Tea leaf entrepreneur stays true to his roots
After a life journey involving experiences shared by thousands of his compatriots, including activism, resistance, violence, hardship and exile, Sai Lu Kyaw is rebuilding a bond with his motherland.
During the national uprising in 1988, the young activist hurled Molotov cocktails from the roof of a Yangon cinema to soldiers on the street below.
In 2012, Sai Lu Kyaw, with his wife and two children, returned to his homeland for the first time in more than 20 years and established a tea plantation and a food export business.
His story in those intervening years is similar to many of those who sought refuge in exile after the uprising was crushed, including an immigrant’s determination to succeed.
“When we were in our twenties we were not afraid,” Sai Lu Kyaw, 51, told Mizzima in a recent interview at his restaurant in Boston, a short drive from Harvard University.
“But now it’s different; now we have changed our mind,” he said. “Now we are in our 50s and we don’t want violence, just peace; we need to repair our country.”
Sai Lu Kyaw, who was raised on a tea plantation in northern Shan State, became involved in politics in 1987 after the ruling Burma Socialist Programme Party demonetised most kyat notes, rendering many families’ savings worthless. He was in his third year at Rangoon University and was no longer able to pay his tuition.
After the uprising was crushed when the military seized power in September 1988, Sai Lu Kyaw spent months in hiding before fleeing to Thailand. He joined the Democratic Alliance of Burma and received jungle warfare training from American veterans of the Indochina War.
Life in the jungle was harsh and in 1993 Sai Lu Kyaw was resettled in the United States with the assistance of the United Nations refugee agency, the UNHCR.
After ten years in Fort Wayne, Indiana – home to the biggest Burmese community in the US – and a stint in Kansas City, Missouri, Sai Lu Kyaw settled in Boston, where he opened the Yoma Myanmar restaurant in 2007. Boston offered better educational opportunities for his young daughter and he enjoyed its vibrant political life.
Myanmar was always present in his mind, especially at times of crisis.
During the demonstrations led by monks in 2007 known as the Saffron Revolution, Sai Lu Kyaw went on a hunger strike outside the Massachusetts State House in Boston to show solidarity with the protesters. After the death and devastation caused by Cyclone Nargis in 2008, he held a buffet to raise funds for survivors. It raised more than US$8,000 in one morning.
During his visit to Myanmar in 2012 with his family, Sai Lu Kyaw established a tea plantation in Shan State’s Namshan Township and a packaging factory in Yangon to support a small export business. The Yoma Myanmar Tea Company exports pickled tea leaves and other Myanmar delicacies to about 40 stores throughout the US.
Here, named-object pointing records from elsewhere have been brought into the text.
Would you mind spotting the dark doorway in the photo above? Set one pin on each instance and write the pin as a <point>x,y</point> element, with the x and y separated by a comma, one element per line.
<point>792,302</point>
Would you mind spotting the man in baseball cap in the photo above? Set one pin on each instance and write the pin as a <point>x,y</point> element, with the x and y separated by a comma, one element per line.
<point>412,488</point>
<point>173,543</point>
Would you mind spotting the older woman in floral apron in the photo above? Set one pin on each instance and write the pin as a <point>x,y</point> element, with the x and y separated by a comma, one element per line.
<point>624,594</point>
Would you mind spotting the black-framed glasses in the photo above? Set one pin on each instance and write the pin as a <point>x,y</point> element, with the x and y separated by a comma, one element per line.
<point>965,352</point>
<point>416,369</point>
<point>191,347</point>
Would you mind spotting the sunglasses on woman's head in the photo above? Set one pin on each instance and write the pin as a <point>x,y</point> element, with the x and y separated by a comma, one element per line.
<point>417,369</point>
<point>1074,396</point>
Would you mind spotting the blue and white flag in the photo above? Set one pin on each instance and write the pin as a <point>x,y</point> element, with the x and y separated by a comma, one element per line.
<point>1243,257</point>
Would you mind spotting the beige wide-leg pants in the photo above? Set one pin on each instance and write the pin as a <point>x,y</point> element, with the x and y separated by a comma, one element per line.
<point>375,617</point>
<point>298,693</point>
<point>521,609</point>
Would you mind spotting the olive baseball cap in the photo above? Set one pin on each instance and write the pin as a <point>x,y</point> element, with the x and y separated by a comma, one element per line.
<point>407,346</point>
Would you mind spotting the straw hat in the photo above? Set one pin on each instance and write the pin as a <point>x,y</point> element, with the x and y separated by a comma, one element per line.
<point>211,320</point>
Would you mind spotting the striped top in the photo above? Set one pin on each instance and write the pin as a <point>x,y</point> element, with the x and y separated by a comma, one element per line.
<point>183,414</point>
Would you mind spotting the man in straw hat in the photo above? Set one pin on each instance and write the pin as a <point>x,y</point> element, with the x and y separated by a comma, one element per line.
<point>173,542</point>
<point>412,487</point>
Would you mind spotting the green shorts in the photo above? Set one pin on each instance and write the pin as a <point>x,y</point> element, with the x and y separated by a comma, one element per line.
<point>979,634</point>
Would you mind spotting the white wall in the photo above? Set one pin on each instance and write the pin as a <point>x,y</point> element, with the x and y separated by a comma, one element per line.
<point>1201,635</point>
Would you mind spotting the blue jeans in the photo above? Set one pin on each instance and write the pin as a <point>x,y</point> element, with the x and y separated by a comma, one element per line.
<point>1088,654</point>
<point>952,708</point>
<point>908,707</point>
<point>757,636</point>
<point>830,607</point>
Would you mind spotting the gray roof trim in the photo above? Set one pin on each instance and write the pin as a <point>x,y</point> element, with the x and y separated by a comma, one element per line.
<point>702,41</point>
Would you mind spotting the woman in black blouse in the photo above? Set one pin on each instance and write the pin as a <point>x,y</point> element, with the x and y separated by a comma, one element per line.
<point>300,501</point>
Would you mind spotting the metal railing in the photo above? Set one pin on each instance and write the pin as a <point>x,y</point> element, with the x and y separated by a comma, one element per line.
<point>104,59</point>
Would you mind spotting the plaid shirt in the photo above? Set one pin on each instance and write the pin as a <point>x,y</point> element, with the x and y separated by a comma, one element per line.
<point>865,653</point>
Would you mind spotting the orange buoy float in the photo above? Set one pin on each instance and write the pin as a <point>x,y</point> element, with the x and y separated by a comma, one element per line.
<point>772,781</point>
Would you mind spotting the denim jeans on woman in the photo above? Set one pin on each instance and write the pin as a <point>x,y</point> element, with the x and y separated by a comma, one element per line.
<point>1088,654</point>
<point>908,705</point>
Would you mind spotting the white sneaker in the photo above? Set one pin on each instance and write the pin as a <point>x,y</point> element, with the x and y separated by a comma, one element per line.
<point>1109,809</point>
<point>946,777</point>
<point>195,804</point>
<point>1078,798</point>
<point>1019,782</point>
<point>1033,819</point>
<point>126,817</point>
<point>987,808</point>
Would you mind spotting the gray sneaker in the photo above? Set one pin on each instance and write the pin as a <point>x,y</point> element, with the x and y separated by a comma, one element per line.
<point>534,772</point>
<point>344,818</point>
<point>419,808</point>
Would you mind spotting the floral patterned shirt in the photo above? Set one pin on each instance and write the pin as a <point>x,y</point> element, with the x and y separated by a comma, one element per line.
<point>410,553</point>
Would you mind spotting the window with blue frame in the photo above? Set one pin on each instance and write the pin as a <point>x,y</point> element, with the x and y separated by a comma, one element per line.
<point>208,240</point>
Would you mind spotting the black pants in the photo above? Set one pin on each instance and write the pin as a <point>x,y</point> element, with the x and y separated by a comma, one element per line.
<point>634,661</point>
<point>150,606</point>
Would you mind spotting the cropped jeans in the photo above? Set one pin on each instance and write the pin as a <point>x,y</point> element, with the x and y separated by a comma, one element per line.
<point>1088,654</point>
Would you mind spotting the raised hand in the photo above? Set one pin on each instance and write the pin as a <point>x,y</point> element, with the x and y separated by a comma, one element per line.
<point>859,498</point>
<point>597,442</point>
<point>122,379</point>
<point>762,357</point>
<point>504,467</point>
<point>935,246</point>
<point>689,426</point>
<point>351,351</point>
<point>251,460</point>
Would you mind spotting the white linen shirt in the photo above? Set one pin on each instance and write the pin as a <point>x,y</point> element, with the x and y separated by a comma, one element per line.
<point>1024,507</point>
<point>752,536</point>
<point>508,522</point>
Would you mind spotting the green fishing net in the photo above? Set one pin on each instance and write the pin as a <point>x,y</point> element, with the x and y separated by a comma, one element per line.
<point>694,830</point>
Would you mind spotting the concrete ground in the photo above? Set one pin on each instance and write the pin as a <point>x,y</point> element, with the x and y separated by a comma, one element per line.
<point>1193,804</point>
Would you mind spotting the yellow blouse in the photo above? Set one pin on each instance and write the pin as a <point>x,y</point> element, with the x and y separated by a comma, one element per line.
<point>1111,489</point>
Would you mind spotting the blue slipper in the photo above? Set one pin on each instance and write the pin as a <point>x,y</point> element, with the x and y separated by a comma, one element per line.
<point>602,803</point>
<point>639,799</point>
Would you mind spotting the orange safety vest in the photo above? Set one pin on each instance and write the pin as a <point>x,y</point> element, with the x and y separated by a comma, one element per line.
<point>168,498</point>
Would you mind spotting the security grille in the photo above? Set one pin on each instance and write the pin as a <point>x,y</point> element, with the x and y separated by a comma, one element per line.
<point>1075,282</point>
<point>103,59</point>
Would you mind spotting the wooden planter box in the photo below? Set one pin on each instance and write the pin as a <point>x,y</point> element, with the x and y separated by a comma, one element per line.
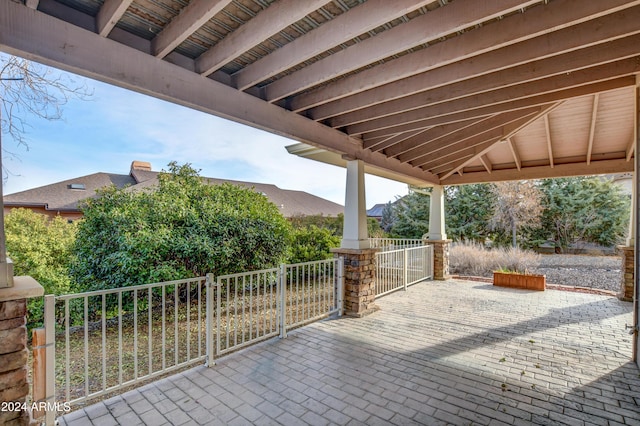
<point>523,281</point>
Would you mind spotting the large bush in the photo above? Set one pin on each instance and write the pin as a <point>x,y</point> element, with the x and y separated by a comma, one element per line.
<point>181,228</point>
<point>41,248</point>
<point>312,243</point>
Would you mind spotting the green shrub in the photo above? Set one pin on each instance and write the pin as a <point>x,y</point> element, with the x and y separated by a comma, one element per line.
<point>312,243</point>
<point>41,248</point>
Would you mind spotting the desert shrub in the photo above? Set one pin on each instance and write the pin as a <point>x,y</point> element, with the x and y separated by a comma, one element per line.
<point>473,259</point>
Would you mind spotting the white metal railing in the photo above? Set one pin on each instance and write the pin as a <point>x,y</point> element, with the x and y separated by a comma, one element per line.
<point>398,269</point>
<point>102,341</point>
<point>389,244</point>
<point>312,290</point>
<point>246,310</point>
<point>254,306</point>
<point>110,339</point>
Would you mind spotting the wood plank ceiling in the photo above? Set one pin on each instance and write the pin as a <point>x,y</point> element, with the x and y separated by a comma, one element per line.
<point>428,91</point>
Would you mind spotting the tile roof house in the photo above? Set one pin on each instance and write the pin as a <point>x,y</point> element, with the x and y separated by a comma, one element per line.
<point>63,198</point>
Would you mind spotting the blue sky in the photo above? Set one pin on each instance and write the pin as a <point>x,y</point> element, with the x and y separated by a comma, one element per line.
<point>117,126</point>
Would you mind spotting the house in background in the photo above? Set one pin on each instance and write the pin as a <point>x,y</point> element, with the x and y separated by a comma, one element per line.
<point>63,198</point>
<point>376,211</point>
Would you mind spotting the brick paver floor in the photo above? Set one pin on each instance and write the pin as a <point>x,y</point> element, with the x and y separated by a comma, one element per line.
<point>454,352</point>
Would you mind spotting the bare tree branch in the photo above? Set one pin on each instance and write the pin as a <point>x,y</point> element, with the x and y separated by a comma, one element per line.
<point>28,90</point>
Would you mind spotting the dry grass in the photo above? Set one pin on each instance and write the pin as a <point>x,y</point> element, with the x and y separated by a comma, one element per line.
<point>473,259</point>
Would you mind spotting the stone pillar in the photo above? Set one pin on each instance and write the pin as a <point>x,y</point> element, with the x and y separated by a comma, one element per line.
<point>354,233</point>
<point>359,280</point>
<point>14,386</point>
<point>628,278</point>
<point>440,258</point>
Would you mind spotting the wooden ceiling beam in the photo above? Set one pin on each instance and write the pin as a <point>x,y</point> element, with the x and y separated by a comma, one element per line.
<point>514,152</point>
<point>592,127</point>
<point>509,131</point>
<point>540,172</point>
<point>510,30</point>
<point>268,22</point>
<point>190,19</point>
<point>525,61</point>
<point>486,163</point>
<point>525,73</point>
<point>482,112</point>
<point>434,154</point>
<point>531,89</point>
<point>549,140</point>
<point>51,41</point>
<point>457,16</point>
<point>342,28</point>
<point>109,15</point>
<point>383,143</point>
<point>429,137</point>
<point>447,163</point>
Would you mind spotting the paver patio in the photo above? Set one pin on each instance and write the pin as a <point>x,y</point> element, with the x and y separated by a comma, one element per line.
<point>454,352</point>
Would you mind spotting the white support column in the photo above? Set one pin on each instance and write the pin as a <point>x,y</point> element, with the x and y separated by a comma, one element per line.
<point>631,238</point>
<point>436,214</point>
<point>354,233</point>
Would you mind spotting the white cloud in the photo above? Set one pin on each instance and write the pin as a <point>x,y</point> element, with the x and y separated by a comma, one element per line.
<point>119,126</point>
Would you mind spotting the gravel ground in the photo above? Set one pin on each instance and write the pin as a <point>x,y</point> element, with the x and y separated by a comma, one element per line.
<point>597,272</point>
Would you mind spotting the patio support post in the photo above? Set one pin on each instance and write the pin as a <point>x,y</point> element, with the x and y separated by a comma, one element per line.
<point>437,236</point>
<point>636,256</point>
<point>359,257</point>
<point>14,385</point>
<point>627,252</point>
<point>354,233</point>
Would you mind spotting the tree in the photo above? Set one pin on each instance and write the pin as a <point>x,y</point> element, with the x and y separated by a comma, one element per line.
<point>28,89</point>
<point>411,216</point>
<point>584,209</point>
<point>182,228</point>
<point>517,205</point>
<point>468,211</point>
<point>41,248</point>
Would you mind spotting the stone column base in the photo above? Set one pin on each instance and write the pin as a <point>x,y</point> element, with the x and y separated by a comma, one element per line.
<point>440,258</point>
<point>14,386</point>
<point>627,281</point>
<point>359,281</point>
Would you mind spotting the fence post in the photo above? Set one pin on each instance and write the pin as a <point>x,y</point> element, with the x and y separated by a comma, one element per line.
<point>340,289</point>
<point>405,268</point>
<point>50,358</point>
<point>209,318</point>
<point>282,300</point>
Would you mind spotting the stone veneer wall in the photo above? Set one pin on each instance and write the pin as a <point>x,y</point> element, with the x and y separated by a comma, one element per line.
<point>359,280</point>
<point>440,258</point>
<point>627,279</point>
<point>14,386</point>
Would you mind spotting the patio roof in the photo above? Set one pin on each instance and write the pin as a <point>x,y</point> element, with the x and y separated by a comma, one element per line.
<point>425,92</point>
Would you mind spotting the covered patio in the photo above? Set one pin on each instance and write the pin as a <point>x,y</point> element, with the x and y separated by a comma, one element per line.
<point>430,93</point>
<point>443,352</point>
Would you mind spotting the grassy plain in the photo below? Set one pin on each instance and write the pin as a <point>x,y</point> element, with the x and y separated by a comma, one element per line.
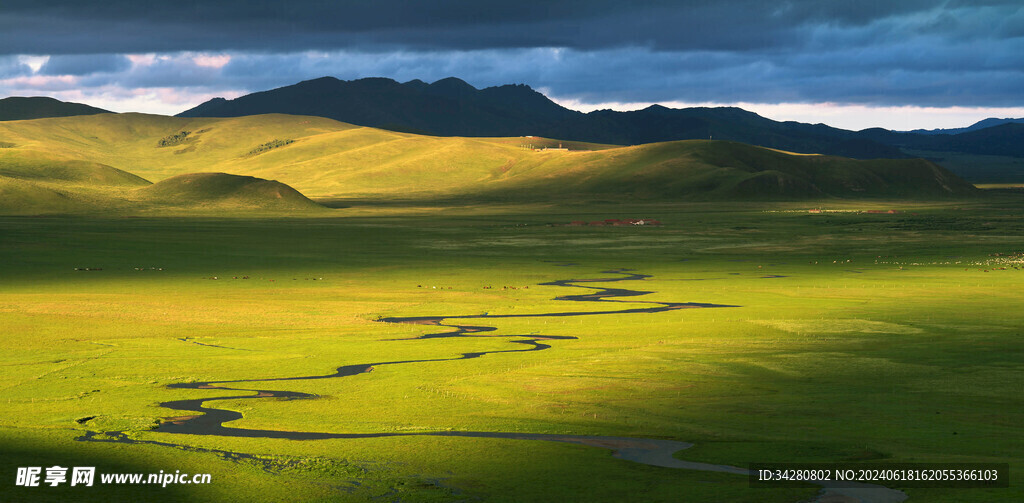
<point>857,337</point>
<point>321,158</point>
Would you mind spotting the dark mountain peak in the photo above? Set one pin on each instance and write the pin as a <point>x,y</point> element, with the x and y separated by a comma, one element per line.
<point>982,124</point>
<point>19,109</point>
<point>454,83</point>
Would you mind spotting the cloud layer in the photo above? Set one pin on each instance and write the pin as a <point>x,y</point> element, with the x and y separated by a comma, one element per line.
<point>905,53</point>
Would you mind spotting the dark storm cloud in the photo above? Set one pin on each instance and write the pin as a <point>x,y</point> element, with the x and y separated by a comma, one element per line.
<point>925,52</point>
<point>12,67</point>
<point>58,27</point>
<point>84,65</point>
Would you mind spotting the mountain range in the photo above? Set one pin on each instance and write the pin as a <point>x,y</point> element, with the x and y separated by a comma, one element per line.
<point>105,162</point>
<point>19,109</point>
<point>453,108</point>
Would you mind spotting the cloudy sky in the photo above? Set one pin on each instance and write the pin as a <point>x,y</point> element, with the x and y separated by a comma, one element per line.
<point>852,64</point>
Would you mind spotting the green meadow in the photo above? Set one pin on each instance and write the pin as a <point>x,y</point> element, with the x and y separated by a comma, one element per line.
<point>854,337</point>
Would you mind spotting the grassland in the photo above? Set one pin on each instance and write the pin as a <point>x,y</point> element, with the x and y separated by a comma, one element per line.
<point>857,337</point>
<point>324,159</point>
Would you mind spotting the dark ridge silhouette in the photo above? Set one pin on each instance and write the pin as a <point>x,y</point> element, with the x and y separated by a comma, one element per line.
<point>453,108</point>
<point>19,109</point>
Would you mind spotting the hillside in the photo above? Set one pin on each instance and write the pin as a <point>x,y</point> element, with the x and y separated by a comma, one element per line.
<point>225,191</point>
<point>453,108</point>
<point>326,159</point>
<point>42,182</point>
<point>19,109</point>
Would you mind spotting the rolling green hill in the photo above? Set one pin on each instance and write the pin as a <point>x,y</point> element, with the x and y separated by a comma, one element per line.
<point>225,191</point>
<point>18,109</point>
<point>323,158</point>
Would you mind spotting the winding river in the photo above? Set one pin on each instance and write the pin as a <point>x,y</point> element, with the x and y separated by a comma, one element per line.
<point>201,419</point>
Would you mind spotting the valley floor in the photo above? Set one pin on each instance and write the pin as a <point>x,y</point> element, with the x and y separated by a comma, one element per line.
<point>847,335</point>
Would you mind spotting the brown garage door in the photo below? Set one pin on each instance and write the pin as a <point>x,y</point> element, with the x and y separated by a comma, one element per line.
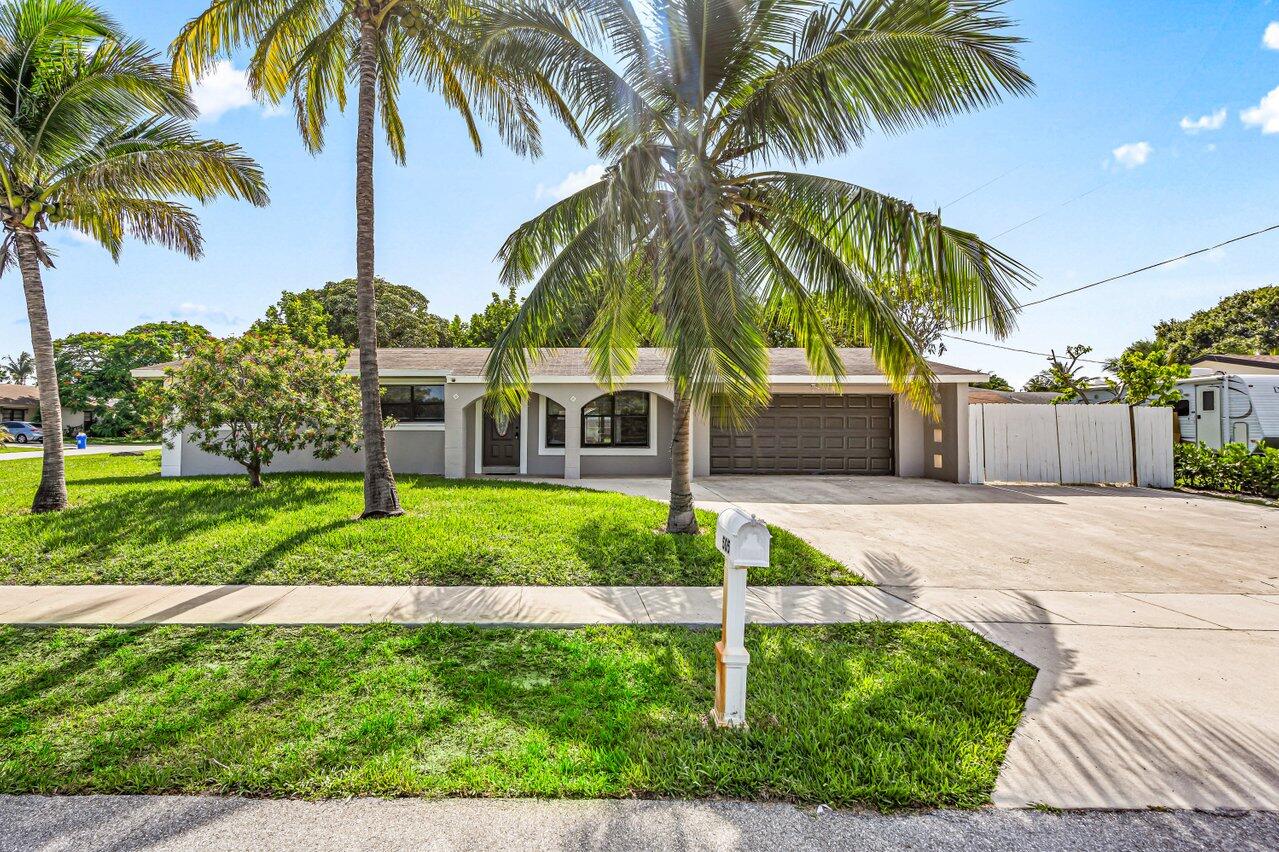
<point>810,434</point>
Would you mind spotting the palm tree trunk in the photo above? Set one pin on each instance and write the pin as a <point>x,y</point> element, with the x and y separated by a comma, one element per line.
<point>682,518</point>
<point>51,494</point>
<point>381,498</point>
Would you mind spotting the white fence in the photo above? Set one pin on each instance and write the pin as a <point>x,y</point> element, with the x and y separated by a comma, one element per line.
<point>1071,444</point>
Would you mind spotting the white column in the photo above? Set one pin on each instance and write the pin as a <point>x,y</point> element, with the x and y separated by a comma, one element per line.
<point>730,654</point>
<point>573,439</point>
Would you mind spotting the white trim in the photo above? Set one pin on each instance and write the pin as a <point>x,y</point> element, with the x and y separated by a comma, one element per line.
<point>523,438</point>
<point>542,449</point>
<point>478,459</point>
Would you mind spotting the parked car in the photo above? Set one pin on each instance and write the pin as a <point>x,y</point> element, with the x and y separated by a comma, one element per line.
<point>24,433</point>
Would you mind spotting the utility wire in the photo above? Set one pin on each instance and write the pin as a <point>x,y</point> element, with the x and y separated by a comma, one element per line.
<point>1106,280</point>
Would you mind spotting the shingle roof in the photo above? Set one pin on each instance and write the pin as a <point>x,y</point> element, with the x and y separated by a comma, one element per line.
<point>573,362</point>
<point>19,394</point>
<point>1011,397</point>
<point>1257,361</point>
“The government, they are always selling natural resources; they don’t know how to share culture,” Sai Lu Kyaw said. “The tea is our culture; people only drink tea but we sell it and I like to promote that.”
Despite having American citizenship and relative economic security in Boston, Sai Lu Kyaw plans to return to Myanmar.
“I am grateful to be here in the US,” he said, but added there was much he still wanted to do in Myanmar.
“A lot of my friends died in prison, in the jungle, when protesting, so we owe them; until we die, we will fight for a democratic society.”